入門篇の動画に続いて、実際にAdobe Analyticsを導入しようとなったときに便利な動画集の紹介です。
一般的にはAdobe Analyticsの導入は以下のプロセスで進めていきます。入門篇に出てきた分析サイクルとほぼ同じです。

Adobe Analyticsの解説動画がupdateされているので、まとめてみた(導入実践篇)

1. ビジネス要件定義書をつくる

ウェブ分析ツールの導入でBusiness Requirements Documents(ビジネス要件定義)、というと仰々しく聞こえるかもしれません。ここでは「分析プロジェクトにおけるビジネス上の課題解決は何かを特定すること」を「ビジネス要件」として捉えてもらえるとよいです。

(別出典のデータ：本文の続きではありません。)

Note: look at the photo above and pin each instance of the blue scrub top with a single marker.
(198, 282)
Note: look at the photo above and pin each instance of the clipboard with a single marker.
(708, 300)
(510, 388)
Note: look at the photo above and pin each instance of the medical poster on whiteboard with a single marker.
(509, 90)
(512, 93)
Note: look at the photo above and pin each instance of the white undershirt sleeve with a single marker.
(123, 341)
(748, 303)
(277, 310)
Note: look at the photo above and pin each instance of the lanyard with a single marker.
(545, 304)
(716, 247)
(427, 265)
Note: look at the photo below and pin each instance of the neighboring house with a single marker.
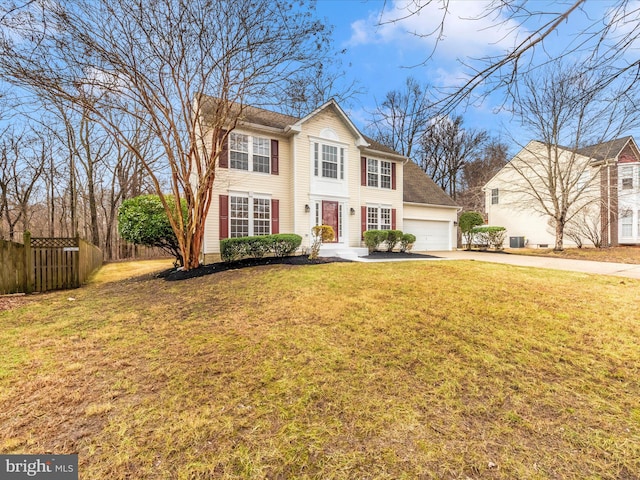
(281, 174)
(607, 177)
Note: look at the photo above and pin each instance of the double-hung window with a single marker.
(379, 173)
(626, 174)
(378, 218)
(495, 196)
(626, 224)
(328, 161)
(249, 153)
(249, 216)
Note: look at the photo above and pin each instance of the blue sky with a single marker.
(380, 57)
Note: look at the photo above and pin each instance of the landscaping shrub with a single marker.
(321, 234)
(374, 238)
(280, 245)
(467, 222)
(393, 237)
(285, 244)
(143, 220)
(492, 236)
(407, 241)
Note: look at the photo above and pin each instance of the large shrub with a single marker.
(393, 237)
(407, 241)
(280, 245)
(143, 221)
(467, 222)
(492, 236)
(321, 234)
(374, 238)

分析ツールを入れて、何を知り、何に対する問題に気づき、解決策を考えたかったのか、という根本の部分を明確にすることで、計測するデータの無駄を省き(導入コストの節約)、導入直後の活用をスムーズにまわすことができます(運用管理コストの節約)。

実際に私が業務で携わるときにも、ここのプロセスは時間をかけます。いきなり「計測するデータは〜、設定は〜」、という話にはせず、何を知るための分析ツールなのか、を定めます。非常に重要なプロセスである一方、コミュニケーションの齟齬を生むことが多く、要件定義をめぐる混乱が現場でよく起きます。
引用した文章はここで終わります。